With the site and global design strategy left up to the participants, we began the workshop with only a simple, tubular, knitted unit. We preferred to generate ideas with the participants and let them explore the potentials of filament material and knitted components. After the basic tubular module, participants investigated the potential of the modular system, including typology of individual units, aggregations of components, as well as color combinations. We chose our site to be the Counter Guard Terrace, within the confines of the EASAS 2015 workshop venues. It was a nice transition space between a tunnel, stairs, and a bridge. We saw the potential to unite these spaces with our knitted, architectural landscape. We wanted the final design to be not only a shading structure, but also an inhabitable, architectural space. For this reason we exaggerated the length of one component to transition to the ground and become a space for one or two people to interact with.

The knitted structure spans between the walls to the beginning of the bridge that leads to the city center. It has a slow transition from the large tree-trunklike inhabitable tube to components that are only a few centimeters wide. Our installation fully explores the possible variation of components made by the Addi knitting machines, and goes further to connect multiple components to make larger-scale modules. Our components vary in scale from ~10 centimeters wide and thick, to our largest module made out of 8 components which form a total of a meter wide and five meters tall.
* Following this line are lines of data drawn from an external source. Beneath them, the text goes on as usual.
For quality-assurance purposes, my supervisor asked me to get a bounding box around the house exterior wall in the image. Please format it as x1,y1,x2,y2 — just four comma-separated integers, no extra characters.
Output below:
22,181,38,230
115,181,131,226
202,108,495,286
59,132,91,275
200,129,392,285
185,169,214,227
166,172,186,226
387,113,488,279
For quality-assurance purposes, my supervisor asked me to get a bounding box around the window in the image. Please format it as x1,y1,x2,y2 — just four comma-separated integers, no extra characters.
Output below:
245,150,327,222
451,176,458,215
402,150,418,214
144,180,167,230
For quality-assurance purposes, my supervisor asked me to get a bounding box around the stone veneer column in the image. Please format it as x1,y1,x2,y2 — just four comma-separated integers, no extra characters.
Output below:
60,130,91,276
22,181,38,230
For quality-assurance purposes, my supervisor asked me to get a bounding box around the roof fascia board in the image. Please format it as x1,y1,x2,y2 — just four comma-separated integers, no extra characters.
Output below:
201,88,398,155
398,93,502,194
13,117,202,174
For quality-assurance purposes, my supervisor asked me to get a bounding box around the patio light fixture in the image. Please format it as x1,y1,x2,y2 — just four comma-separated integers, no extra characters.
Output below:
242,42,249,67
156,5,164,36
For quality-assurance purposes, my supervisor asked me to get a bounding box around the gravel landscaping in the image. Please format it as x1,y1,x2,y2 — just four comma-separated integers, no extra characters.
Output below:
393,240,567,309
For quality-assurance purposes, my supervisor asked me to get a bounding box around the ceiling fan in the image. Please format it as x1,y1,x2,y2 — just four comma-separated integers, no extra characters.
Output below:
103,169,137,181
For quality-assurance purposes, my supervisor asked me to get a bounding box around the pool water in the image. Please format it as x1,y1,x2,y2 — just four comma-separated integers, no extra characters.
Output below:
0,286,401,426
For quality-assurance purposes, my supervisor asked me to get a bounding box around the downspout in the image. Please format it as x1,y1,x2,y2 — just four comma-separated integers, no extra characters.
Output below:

The yarn (75% natural wool+25% nylon) was used as the main filament material for prototyping as well as for the final structure. The amount of 60km was sponsored by LAND YARNS. We used black and white yarn FANTOMAS, thickness 3,5-4. The main tool for the fabricating knitted surfaces was domestic circular knitting machine, sponsored by ADDI GUSTAV SELTER in an amount of 8 (4 big + 4 small machines). Bigger machine had 46 needles in a row, small one - 22. 

WEEK 01:  

Introduction to manual knitting with needles, introduction lecture to fabrics in architecture, learning the machine knitting, practicing to improve quality, experimenting with the morphology of the knitted unit, exercises with elastic stretchy fabrics (tights), design investigations, smaller scale prototypes, design of the final installation, beginning of fabrication for the final installation.

WEEK 02:

 Experimenting with the layout of units, smaller prototype at MEPA (Municipality for Architecture and Urban Planning of Malta), fabrication for the final installation, modification of types of units, variations of dimensions and connection types, tensioning the final installation.